Да, разумеется, он постоянно в кого-нибудь влюблён: влюблённость — естественное состояние поэта, а тут ещё и разговоры о стихах, звуки арфы, божественная музыка…
Арфа арфой, и мадам Эйн-Гросс — во всех ли, нет ли — отношениях, конечно, превосходная женщина, но, без сомнения, куда как интереснее был круг новых знакомств. — Молодые поэты! литературное братство! — вот чего ждала его душа и что так щедро обрушил на него Петербург!..

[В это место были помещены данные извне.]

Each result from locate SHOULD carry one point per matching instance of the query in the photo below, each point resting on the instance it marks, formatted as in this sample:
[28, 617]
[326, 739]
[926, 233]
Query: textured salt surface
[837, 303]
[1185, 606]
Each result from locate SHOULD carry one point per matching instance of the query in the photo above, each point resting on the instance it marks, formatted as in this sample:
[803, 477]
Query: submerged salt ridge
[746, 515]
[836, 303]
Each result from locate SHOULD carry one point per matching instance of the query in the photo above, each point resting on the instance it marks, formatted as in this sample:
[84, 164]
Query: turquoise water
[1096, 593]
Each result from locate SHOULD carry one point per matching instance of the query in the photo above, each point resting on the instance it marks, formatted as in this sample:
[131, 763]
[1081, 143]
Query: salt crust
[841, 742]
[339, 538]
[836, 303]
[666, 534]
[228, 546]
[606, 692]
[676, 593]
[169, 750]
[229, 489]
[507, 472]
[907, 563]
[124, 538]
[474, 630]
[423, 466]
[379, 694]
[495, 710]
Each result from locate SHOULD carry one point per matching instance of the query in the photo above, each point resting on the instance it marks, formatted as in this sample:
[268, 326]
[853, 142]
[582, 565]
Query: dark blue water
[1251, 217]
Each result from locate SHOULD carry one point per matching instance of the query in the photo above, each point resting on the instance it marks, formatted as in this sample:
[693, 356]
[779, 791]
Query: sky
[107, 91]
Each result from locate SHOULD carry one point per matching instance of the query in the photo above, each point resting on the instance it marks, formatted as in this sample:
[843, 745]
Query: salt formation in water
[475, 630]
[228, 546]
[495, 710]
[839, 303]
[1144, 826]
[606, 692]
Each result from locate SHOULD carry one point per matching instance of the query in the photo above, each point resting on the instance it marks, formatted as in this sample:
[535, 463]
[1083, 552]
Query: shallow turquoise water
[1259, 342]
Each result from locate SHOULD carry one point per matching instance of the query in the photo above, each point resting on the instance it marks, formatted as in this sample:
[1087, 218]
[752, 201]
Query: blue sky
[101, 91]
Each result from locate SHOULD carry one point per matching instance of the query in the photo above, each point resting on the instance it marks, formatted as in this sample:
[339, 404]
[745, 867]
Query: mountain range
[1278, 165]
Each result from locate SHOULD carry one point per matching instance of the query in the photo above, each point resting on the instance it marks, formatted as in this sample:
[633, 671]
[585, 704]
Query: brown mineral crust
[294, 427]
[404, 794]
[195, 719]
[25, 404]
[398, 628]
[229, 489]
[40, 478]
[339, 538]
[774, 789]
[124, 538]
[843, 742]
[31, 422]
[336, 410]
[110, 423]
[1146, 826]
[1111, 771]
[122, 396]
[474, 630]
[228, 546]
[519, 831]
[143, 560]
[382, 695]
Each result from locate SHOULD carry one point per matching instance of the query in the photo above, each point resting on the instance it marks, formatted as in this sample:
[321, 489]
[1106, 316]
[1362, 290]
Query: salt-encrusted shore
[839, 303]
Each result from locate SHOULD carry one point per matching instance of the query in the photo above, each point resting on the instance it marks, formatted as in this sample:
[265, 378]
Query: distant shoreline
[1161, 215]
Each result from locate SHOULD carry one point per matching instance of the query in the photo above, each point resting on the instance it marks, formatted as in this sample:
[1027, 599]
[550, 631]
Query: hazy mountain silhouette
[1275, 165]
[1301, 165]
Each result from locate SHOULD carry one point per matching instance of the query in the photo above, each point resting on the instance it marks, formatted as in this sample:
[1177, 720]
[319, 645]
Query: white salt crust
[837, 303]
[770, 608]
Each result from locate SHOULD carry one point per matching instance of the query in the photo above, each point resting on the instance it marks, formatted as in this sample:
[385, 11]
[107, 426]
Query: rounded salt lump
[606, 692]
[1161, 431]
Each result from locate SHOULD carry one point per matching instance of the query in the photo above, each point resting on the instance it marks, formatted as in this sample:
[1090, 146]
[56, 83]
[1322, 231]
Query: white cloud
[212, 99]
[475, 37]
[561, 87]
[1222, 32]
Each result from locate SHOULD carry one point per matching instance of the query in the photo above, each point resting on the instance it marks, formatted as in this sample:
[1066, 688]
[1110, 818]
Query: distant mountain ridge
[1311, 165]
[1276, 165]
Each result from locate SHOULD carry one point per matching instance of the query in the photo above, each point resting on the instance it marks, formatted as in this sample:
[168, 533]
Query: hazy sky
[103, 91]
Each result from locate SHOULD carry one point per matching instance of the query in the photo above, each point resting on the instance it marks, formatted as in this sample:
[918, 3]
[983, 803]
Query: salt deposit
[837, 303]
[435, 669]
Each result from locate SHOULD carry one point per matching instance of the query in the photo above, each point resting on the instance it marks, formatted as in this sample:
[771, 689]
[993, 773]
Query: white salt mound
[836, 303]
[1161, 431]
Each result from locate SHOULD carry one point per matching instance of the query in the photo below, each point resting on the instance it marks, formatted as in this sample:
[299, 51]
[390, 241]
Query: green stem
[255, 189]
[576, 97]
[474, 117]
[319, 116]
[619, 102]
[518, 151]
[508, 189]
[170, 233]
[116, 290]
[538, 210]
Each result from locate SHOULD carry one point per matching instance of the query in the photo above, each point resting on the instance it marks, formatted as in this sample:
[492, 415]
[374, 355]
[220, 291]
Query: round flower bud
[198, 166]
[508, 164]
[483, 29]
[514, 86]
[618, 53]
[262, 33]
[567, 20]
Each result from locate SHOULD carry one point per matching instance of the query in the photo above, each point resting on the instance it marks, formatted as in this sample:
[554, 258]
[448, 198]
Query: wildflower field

Кто свёл его с Дельвигом — вопрос. То ли друг юности Александр Креницын, то ли прапорщик Андрей Шляхтинский, сосед по квартире и земляк по Смоленщине, то ли кузен Александр Рачинский, подпрапорщик Семёновского полка, — точно не установлено. Ясно одно: они с Дельвигом не могли не встретиться, не сойтись. Это тяготение духовного родства, близких душ, — таких людей словно притягивает друг к другу. «Вряд ли будет преувеличением сказать, что Дельвиг стал его самым лучшим другом: недаром Н. Коншин называет его „любимцем души его, привязанность к которому питал как страсть“», — писал Гейр Хетсо. А где влюблённый в поэзию барон Дельвиг, там и лицейские его братья — Пушкин и Кюхельбекер, и все их друзья и приятели: А. Бестужев, В. Эртель, П. Чернышёв, П. Яковлев, М. Глинка, И. Болтин, С. Соболевский, П. Нащокин, младший Пушкин — Лёвушка. Там и шампанские бокалы, и «пунша пламень голубой», кипение молодости, задора, свободной мысли, смеха, рифм. (В письмах маменьке об этом почему-то ни слова — правда, и писем того года в Петербурге всего несколько.)